Wednesday, January 21, 2026

All Troubadour: Richie Havens 85



Richie Havens - Easy


Let's move the month along -- before WW3 breaks out and we're all turned to soup for some hideous babyfucker's brainlessly unconstitutional imperial delusions -- with a milestone birthday of a guy who dedicated his whole existence to trying to make such an outcome not happen.

He's long gone now, and I'm sure he'd be appalled at what has become of things since he left us in 2013.

Of course he's most notorious as the dude in the orange kaftan that opened the stereotypically iconic Woodstock fair in the also-overly-romanticized summer of 1969.

Initially kind of tossed to half a million Hippie wolves as an acoustic stopgap whilst the organizers finished assembling the electronics for the bands, he ended up turning in one of the central performances of not just that concert, but of the whole era.

Of course, nothing could be more legendary to the culture -- not even a billion Woodstocks! -- than his voiceover work in 1980s commercials. How else would you know that the best part of waking up is Folger's in your cup, silly? His Amtrak song was the jam too.

He started doing music and poetry in Greenwich Village -- is there a better place to do music and poetry in the 1950s and 1960s? -- and upon returning to NYC in the mid Sixties after a spell away he got signed and started recording a series of eclectic and forceful albums featuring his distinctive, growl-gravel voice, which resembled that of one you might attribute to an ancient African griot.

By the time of Woodstock he had released a few LPs and was considered a rising star, but the film of the festival in 1970 blew him up to the galactic, This Poor Guy Has Gone Alone To The Supermarket For The Last Time Without An Autograph Pen level.

Almost as much a gold standard interpreter of songs as a songwriter in his own right, it was his incandescent improvisation on the folk spiritual Motherless Child at Woodstock -- with its repeated incantation of the word freedom -- that turned him into a household name.

In addition to the spectacular musical career that followed -- and all the commercials -- he also acted, in films and television.

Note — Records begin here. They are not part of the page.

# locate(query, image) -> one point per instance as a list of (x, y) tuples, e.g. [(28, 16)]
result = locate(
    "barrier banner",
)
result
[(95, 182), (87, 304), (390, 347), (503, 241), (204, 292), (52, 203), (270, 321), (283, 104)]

He's likely the only Woodstock performer ever to have been in a Todd Haynes film.

Born in 1941, he'd have been 85 today, so in his honor let's see what he was up to on West Fourth Street in downtown Manhattan 48 Februaries ago.


Richie Havens
Bottom Line
New York City, New York USA
2.16.1978

01 introduction & RH speaks
02 Fire & Rain
03 Nobody Left to Crown
04 Tupelo Honey/Just Like a Woman
05 What About Me
06 Easy
07 No More, No More
08 I Was Educated By Myself
09 No Opportunity Necessary, No Experience Needed
10 tuning & intro by RH
11 Shalom Salam Aleikoum
12 I'm Not In Love
13 RH talk: In the Middle
14 Zodiac/Freedom
15 I Don't Need Nobody
16 Stranger In a Strange Land
17 Long Train Runnin'

Total time: 1:53:31
disc break goes after Track 09

Richie Havens - vocals, guitar & piano
Paul Williams - guitar
Darryle Johnson - guitar & vocals
Tony Broussard- bass & vocals
Sam Henry - keyboards & vocals
Herman Ernest - drums & percussion

320/48k audio streamed from Wolfgang's Vault
spectral analysis is lossless to 20 kHz, making this equivalent to a preFM source
converted to 16/44 CD Audio, edited, tracked, denoised and remastered by EN, January 2026
735 MB FLAC/direct link

As an aside, this looks like it'll be the last of my little thefts from Wolfgang's Vault, as they've finally, after all these years and lawsuits, taken down the music streaming aspect of that site altogether.

The only reason I was able to do this one is that I had captured it almost a year ago, and didn't get to work on it until recently.

So maybe it was a good idea to gaffle as many classic shows off of there as I did, given that now we may never get to hear them any other way.

Be all that as it may, if that's the last of those from there we went out on the best of all possible notes, with almost two hours of prime proof of what made Richie Havens the towering figure -- and no-papers-carrying advocate of Freedom -- he'll always be. This, no matter what depredations the brainlessly imperial and brazenly pedophilic might impel upon us.--J.